I feel as though this past year being in university, I’ve forgotten what it means to be balanced. I have grown so much as a person academically and have been presented a wealth of knowledge that I never knew existed. Despite taking the effort to care of myself, I’ve been deprived of sleep and deprived of simply doing things that make me happy. I had this mindset that if I do anything for myself with only the sole purpose of bringing myself happiness, my grades would suffer and therefore it wouldn’t benefit me or anyone. Now that it’s summer and I’ve finally had time to reflect and think about this year, where I stand, and where I want to move forward, I just want to express my gratitude with the friends I’ve made, the people I’ve had the pleasure to meet, my loving family and dog, having a lovely place I can call home away from home, the experiences and lessons I’ve encountered and learned from, and even all the really stupid mistakes I’ve made (like taking a Geography course hoping it will be a GPA booster, forgetting my umbrella when heading out the door and saying “whatever, I can deal” but end up getting soaked when walking home, being too shy to get to know more people, putting some other solution in a buret instead of NaOH and having to perform the titration experiment 6 times, and countless others). I can’t even express in words how grateful I am to have such a strong support system in my life. Even in the moments of feeling alone, I know that they will always relate to my situation and be cheering me on, and I can only hope I am able to reciprocate what they do for me.
Any outing with Jessica and Leung will always be a good time. Whether it be going for ice-cream on a Friday night in the midst of winter, ranting about our struggles with university, relating and sympathizing with each other, hearing Jess declare her love for Cob’s chocolate chip hot cross buns, waiting at the bus stop across from the “Hip Baby” storefront, and taking socially unacceptable and ridiculously hideous pictures with the self-timer, and watching “Love, actually” together with no idea of what was actually going on because we were too busy drinking Bailey’s hot chocolate and eating guacamole to care about the movie, these two just bring pure joy and positivity to my life. Like I mentioned before (and I can’t mention enough), so much gratitude. And so many more ice-cream runs, Christmas parties, and Friday night ventures next year and the years to come with these two.
There are also these two I will be forever grateful for. Despite them being on the East coast for university, we’ll always arrange time to Skype and update each other on our lives. I don’t think we can ever forget the crazy times growing up together in middle school, tackling the challenges of high school, and although we have chosen different paths for our university experience, our journey sharing every detail of each other’s lives and laughing at the weirdest jokes is still going strong, and will continue on until we become old and wrinkly.
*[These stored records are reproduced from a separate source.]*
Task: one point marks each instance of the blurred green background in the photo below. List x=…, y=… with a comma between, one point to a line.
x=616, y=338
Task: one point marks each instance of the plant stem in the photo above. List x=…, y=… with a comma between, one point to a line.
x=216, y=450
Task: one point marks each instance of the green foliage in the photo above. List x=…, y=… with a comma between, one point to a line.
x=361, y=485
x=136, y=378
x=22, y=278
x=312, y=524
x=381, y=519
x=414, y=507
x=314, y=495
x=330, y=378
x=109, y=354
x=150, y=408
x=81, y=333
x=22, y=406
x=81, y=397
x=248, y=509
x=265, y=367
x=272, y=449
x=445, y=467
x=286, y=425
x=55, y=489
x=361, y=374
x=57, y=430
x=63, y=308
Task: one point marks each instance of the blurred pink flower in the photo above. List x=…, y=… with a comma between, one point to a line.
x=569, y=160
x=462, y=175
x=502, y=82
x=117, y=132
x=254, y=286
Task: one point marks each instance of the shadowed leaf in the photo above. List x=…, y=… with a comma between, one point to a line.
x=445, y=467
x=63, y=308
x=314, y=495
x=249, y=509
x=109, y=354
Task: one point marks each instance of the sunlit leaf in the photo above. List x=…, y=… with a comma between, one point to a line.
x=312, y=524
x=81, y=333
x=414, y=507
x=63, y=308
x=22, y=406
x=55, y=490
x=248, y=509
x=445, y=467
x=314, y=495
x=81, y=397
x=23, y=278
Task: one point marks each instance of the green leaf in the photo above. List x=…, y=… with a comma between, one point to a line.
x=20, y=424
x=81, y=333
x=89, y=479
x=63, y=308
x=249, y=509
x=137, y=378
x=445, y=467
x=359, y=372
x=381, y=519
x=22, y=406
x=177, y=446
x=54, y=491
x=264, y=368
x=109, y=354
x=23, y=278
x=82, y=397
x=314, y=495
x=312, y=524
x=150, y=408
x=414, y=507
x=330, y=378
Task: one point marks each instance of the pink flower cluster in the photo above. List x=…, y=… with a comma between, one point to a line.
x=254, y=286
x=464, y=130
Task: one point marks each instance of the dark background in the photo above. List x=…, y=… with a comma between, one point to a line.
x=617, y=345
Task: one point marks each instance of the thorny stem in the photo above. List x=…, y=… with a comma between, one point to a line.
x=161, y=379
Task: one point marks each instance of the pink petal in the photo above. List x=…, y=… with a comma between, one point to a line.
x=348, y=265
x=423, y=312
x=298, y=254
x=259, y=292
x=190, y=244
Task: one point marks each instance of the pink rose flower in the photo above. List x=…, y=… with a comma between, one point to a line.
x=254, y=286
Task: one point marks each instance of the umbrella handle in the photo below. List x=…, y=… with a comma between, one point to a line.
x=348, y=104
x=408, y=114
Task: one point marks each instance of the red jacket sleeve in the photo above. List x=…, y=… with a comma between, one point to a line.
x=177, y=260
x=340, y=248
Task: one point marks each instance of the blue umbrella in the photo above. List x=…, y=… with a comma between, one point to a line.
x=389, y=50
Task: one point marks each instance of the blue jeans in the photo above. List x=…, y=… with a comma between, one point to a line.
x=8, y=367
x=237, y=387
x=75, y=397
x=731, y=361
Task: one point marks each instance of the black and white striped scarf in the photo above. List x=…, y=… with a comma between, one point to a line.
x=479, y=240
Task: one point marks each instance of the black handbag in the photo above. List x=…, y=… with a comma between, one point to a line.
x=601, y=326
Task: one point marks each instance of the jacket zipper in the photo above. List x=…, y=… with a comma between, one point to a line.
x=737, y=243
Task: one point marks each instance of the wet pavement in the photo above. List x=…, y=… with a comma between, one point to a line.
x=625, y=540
I believe there are two types of people in life: some talk to you in their free time and some free their time to talk to you. There are many others who have impacted me and shaped me into who I am today, and this post would be a novel if I named them all. All I can do in return is to make them feel loved when they don’t have the strength to do it themselves.
Sometimes you have to experience the dark & ugly in order to appreciate the bright & beautiful. I’ve learned that nothing is as crazy as it seems, nothing is worth reducing your health, and nothing is worth poisoning yourself into stress, anxiety, and fear. And I think it is time for us to see the world in a more positive light, live in vibrancy, do things that bring us happiness, and raise each other up because in all honesty, it’s a good life.